Look forward 3-5 years. The product will be lighter, the eyes will be less awkward, and the price will hopefully be cheaper. One of two things will be true: Apple Vision Pro has succeeded enough to justify continued development, or it hasn’t. It’ll be an Apple Watch or a G4 Cube.

In the case where it succeeds, I predict its competitors will make all the same mistakes of the past. They’ll come up with a cheaper version of Apple’s product and hope to make their profits in volume. It’s a fine theory, but it doesn’t work in practice. The idea that someone would say “I love Apple Vision Pro, but I’d rather lose all my favourite apps and the perfect interface so it can cost less with less build quality and I can play Beat Saber” is a misread of the product positioning. Most people who wanted to tinker with VR have done it already, and most shrugged and walked away. If Apple Vision Pro succeeds — and that’s still to be seen — it will be on the back of the spatial computing/apps angle, not the fact that it’s another way to play Beat Saber. No one can compete where Apple Vision Pro excels, so even if a competitive product were $100 it still wouldn’t work. The fact is, most people don’t want VR in a new platform, segregated from their familiar apps and files. This is not because of price.
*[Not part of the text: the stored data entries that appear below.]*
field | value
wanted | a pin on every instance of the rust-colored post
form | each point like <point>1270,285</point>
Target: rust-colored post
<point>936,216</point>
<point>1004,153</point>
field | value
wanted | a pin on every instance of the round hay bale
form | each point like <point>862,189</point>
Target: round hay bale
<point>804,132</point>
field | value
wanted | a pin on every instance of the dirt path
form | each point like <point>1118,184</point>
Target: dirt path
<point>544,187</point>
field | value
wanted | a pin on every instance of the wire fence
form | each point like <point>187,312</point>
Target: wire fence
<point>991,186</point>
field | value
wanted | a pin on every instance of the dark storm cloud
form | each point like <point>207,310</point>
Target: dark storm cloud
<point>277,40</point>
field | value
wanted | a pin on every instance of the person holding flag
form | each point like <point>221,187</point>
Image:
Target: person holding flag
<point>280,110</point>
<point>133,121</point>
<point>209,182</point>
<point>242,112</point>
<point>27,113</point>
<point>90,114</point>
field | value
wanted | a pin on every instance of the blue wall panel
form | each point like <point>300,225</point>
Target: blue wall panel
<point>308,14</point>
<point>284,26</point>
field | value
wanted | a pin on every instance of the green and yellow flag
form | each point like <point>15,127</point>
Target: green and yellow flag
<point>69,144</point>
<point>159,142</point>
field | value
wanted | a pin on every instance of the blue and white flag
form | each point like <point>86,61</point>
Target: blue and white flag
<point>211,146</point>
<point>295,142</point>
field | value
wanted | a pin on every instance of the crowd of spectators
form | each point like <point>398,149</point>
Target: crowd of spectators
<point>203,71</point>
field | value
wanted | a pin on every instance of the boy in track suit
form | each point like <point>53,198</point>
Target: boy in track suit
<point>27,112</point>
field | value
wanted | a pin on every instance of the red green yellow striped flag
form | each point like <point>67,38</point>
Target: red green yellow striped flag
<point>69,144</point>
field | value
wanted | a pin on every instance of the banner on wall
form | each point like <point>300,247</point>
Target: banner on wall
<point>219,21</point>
The other option is for Apple Vision Pro to fail, demonstrably proving that VR fails at the high end (even with apps), fails at the low end, and fails in the midrange. Apple is taking their best crack at this, letting money be no object, and propping it up with every strength they have. If it still can’t find an audience despite the best App Store, the best hardware, the best latency, the best pass through, and the wealthiest customers, it means the market is a dead-end. It means we left no rock unturned but VR just isn’t a thing people want, at least not in this form factor. Maybe in ten years when they’re spectacles?

(But even then, people will expect it to work with their familiar apps. There is no world where someone wants their AR glasses to be a wholly other operating system with a wholly other App Store and no ability for the two to interact)

I don’t think Apple Vision Pro will fail, though. Long time Apple watchers know how this story pans out. Version one is polished but limited, and always very very expensive. The 1984 Macintosh, the original laptops, the iMac, iPod, iPhone, iPad, Apple Watch, AirPods all started out that way. And then as the years go on, Apple iterates further, the mainstream starts to notice, the price comes down, and suddenly Apple is the mindshare and profit share leader.

It doesn’t happen overnight, and it doesn’t happen every time, but it usually does. And it will happen with Apple Vision Pro, because Apple is broadcasting exactly what they’re doing to anyone who bothers to listen. They’re not attempting to make VR. They’re attempting to take everything they know about computing and slap it on your face. They’re calling it “spatial computing,” but that’s not a clever marketing term. It’s a promise. And to their competition, who can’t compete at that level, it’s a threat.